Senate panel OKs $675M to curb flow of Central Americans

Author: Associated Press
Published:
United States Senate/ MGN

WASHINGTON (AP) – A key Senate panel Thursday approved $675 million in aid to Central American countries to address economic and social conditions that have contributed to an influx of refugees into the U.S. who are fleeing violence in countries such as Guatemala and El Salvador.

The funding amounts to $125 million over current levels but is still far less than President Barack Obama’s $1 billion request.

The money was included in a $49 billion foreign aid bill approved by the Senate Appropriations Committee by a bipartisan 27-3 vote.

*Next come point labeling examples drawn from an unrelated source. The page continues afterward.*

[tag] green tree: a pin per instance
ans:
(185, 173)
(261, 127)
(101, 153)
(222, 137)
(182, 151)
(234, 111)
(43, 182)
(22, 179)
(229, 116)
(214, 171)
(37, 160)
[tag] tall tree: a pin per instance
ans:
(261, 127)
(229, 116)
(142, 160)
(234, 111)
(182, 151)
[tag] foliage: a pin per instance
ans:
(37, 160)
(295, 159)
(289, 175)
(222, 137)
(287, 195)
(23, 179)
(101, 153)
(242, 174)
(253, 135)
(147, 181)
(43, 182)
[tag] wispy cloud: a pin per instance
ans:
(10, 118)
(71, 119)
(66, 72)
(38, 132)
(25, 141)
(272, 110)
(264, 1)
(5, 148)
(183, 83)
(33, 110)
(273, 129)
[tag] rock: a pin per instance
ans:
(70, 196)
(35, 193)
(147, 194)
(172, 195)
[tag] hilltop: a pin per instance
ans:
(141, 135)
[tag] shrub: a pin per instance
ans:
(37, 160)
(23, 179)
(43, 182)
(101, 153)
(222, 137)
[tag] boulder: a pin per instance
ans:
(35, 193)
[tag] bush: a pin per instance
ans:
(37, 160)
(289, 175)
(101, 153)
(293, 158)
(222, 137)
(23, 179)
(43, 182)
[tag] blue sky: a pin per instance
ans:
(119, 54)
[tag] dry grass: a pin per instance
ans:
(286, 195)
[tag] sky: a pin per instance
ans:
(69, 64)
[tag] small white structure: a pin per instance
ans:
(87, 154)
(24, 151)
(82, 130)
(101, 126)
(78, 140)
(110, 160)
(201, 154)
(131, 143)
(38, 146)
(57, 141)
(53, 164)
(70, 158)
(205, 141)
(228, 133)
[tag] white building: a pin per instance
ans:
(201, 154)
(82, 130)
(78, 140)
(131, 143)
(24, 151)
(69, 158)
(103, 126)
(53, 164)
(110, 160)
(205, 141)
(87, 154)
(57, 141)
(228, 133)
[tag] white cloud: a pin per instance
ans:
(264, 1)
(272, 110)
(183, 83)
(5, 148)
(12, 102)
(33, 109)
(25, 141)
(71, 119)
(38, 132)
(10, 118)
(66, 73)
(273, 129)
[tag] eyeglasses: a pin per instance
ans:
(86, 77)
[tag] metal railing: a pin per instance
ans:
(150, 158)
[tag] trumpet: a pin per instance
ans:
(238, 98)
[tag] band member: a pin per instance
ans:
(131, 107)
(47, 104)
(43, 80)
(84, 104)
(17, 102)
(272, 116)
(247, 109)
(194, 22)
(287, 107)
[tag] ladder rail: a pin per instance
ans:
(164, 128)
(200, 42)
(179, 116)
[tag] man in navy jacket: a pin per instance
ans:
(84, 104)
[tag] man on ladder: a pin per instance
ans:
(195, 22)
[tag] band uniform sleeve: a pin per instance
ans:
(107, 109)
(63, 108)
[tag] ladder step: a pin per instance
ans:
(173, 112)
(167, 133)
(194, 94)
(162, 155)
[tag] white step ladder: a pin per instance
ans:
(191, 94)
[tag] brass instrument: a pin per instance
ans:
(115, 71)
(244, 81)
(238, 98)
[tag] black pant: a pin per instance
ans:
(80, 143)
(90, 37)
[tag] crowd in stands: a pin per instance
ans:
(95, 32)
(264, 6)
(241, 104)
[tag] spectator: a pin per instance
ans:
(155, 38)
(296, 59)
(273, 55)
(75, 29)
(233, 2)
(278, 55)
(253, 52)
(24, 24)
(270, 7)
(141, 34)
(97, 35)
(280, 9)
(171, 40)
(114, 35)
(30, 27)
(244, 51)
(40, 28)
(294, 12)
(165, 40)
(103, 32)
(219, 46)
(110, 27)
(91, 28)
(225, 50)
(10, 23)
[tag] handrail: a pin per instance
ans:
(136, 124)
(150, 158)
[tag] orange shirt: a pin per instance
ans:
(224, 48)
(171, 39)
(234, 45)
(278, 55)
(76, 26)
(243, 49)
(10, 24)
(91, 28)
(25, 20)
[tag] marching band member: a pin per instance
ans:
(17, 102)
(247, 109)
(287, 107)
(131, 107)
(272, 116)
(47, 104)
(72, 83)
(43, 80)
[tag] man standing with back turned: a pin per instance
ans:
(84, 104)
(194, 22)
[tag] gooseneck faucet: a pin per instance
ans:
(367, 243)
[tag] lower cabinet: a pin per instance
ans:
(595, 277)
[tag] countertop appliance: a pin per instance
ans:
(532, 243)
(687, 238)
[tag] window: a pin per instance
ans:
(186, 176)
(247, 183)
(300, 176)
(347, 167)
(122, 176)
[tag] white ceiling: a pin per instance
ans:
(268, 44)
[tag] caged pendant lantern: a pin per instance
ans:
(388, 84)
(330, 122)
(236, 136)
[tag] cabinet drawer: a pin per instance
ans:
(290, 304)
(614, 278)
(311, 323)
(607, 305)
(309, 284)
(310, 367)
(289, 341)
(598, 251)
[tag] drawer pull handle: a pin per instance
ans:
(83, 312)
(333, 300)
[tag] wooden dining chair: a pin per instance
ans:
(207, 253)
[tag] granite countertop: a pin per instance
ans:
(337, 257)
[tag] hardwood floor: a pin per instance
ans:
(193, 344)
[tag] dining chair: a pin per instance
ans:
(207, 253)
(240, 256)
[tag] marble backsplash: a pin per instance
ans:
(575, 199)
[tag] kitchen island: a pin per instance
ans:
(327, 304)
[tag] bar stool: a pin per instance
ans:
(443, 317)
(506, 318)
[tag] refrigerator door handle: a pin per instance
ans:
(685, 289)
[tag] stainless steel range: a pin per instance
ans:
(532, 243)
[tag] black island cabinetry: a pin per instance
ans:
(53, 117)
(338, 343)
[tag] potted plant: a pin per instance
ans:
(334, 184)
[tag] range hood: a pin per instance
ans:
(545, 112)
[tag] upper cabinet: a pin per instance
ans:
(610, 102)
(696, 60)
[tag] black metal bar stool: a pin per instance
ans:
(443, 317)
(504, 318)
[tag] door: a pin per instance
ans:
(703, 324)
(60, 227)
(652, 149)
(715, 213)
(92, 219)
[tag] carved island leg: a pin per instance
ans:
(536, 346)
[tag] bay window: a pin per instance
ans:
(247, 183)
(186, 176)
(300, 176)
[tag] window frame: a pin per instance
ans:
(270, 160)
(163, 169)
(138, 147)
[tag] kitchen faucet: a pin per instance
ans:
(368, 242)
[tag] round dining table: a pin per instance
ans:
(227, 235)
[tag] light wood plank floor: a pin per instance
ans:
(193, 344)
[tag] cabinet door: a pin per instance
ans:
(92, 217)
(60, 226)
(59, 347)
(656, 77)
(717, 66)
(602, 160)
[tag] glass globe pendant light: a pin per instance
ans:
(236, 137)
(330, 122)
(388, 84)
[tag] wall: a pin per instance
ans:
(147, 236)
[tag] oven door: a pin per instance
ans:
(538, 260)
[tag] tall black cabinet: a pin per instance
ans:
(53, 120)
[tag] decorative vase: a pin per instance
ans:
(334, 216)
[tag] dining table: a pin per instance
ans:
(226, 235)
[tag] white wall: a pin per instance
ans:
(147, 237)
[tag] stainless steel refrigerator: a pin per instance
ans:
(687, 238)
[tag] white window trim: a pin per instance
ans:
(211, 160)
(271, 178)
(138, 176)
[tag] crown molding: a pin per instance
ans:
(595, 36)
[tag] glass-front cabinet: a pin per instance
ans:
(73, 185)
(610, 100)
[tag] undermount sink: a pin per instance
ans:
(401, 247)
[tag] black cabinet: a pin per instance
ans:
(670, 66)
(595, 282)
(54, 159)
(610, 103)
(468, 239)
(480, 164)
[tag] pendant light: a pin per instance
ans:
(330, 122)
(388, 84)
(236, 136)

The Central American aid is aimed at improving conditions in the poorest and most violent regions of El Salvador, Honduras and Guatemala that sparked a crisis of unaccompanied children last year. While the number of immigrants is down this year, the funding – a priority of top administration officials such as Vice President Joe Biden – is aimed at addressing the root causes of the exodus, which include poverty and drug gang violence.

Meanwhile, in the House, an Appropriations panel approved a $39 billion measure funding the Department of Homeland Security and seeking to block executive orders by Obama that have allowed millions of immigrants in the country illegally to remain. That measure drew bipartisan praise over funding levels for items like first-responder grants to states, acquisition of new ships for the Coast Guard, and management reforms at the department.

Both measures, however, remain trapped by a battle between Republicans controlling Congress and the White House and their Democratic allies over funding levels for domestic agencies that promises to stall final resolution on the 12 annual spending bills until late in the year.

Also Thursday, GOP leaders pulled an Interior Department funding measure pulled from the House floor over a blow-up involving Democratic moves to thwart the display and sales of the Confederate battle flag in national parks and historic graveyards in several southern states.